El clima de la Tierra es muy variable, como bien sabemos; y en una escala temporal de milenios ha fluctuado mucho, con épocas de frío generalizado (glaciaciones) y épocas de calentamiento. Durante la Revolución Industrial, iniciada hacia fines del siglo XVIII y adquiriendo fuerza imparable en el siglo XIX, se utilizó de la energía concentrada en un conjunto de sustancias con alto contenido de carbono, proveniente de organismos vivos que existieron hace mucho tiempo: carbón mineral, turba[1], petróleo y gas natural, que llamamos genéricamente combustibles fósiles. Estos contienen millones de años de energía solar acumulada, que ahora estamos liberando en un parpadeo.

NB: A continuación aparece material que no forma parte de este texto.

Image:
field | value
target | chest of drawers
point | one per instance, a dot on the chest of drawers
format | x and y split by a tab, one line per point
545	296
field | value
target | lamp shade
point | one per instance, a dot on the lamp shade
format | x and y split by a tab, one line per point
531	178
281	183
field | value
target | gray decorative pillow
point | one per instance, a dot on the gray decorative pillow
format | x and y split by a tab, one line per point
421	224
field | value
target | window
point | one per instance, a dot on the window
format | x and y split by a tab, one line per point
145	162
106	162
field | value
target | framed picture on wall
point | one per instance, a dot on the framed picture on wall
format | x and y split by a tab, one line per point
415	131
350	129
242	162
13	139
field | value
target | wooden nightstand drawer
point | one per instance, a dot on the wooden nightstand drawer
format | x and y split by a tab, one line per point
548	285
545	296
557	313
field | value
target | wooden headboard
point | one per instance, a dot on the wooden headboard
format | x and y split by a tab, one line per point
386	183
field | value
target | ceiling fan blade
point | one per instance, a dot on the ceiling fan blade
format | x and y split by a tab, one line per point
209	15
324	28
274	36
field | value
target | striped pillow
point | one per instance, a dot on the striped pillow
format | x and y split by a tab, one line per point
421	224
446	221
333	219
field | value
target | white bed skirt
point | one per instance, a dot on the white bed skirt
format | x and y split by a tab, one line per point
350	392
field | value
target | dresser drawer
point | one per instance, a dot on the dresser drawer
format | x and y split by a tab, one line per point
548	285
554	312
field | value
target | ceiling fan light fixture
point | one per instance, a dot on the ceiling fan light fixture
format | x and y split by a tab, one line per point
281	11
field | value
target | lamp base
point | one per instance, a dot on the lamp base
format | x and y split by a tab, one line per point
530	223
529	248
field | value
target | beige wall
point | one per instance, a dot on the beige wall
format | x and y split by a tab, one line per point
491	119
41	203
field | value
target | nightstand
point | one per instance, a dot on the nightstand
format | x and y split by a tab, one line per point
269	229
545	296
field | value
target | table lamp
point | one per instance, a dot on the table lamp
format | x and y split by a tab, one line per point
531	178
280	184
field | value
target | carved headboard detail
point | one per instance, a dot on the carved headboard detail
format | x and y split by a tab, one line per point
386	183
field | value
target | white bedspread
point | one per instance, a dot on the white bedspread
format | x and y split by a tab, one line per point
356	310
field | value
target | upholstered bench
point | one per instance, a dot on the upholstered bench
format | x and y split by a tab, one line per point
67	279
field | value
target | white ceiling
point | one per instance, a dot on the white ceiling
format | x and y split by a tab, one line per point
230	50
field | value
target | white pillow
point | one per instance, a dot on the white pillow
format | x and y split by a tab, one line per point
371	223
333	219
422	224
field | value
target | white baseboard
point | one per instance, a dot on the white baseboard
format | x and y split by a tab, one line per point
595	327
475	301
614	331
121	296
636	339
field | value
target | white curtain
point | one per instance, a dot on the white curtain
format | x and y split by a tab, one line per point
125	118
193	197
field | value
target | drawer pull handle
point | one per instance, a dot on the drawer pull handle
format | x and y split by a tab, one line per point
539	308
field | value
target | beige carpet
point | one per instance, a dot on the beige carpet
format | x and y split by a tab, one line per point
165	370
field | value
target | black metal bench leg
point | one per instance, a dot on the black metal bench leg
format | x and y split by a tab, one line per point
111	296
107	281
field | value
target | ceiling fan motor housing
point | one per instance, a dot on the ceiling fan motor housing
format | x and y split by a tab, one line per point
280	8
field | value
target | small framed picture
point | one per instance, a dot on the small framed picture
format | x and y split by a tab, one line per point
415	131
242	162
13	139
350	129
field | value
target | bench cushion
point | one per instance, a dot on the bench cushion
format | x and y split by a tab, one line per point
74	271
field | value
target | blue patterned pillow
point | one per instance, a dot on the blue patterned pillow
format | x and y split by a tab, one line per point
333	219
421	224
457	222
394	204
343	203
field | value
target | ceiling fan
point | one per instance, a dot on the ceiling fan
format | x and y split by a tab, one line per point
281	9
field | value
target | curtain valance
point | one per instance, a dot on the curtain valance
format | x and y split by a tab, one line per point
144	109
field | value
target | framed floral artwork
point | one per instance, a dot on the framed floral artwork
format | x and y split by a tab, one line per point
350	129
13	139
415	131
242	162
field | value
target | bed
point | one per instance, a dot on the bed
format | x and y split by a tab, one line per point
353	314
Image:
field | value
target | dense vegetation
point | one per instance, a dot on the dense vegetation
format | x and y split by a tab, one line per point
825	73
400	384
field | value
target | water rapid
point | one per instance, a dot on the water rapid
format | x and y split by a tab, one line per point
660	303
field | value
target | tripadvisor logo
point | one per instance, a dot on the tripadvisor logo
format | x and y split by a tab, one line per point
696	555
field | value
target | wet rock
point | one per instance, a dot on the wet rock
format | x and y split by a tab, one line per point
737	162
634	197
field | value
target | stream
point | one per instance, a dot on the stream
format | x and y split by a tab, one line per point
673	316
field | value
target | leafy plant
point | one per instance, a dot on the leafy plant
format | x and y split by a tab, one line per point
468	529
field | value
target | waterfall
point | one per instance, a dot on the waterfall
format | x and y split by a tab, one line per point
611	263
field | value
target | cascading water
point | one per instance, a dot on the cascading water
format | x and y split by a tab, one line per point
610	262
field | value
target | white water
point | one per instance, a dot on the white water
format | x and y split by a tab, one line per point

Es como si una familia acumulase riquezas durante veinte generaciones y, luego, un heredero botarate expoliase el patrimonio familiar en cinco años de exceso.
Los combustibles fósiles contienen energía concentrada en formas muy portátiles, lo que nos ha permitido transportar bienes y personas cada vez más lejos y a mayores velocidades. Cuando quemamos combustibles fósiles, el residuo (CO2) se dispersa en el aire y no hay que ocuparse de ningún desecho.
Una de las revoluciones impulsadas por los combustibles fósiles es la producción intensiva e industrial de carne. Nos hemos habituado a comerla en cantidades mucho mayores que nuestros ancestros. Hoy tenemos tres veces más tierra de pastoreo que de cultivo, y 70% de las cosechas se destinan a engordar animales: más de veinte mil millones de pollos, mil millones de cerdos, dos mil millones de cabezas de ganado vacuno. Estos últimos, mientras rumian su comida, emiten gas metano; mientras que los residuos animales y los fertilizantes aplicados masivamente a los cultivos producen óxido nitroso. Estos dos últimos gases son decenas de veces más activos que el CO2, como gases de efecto invernadero.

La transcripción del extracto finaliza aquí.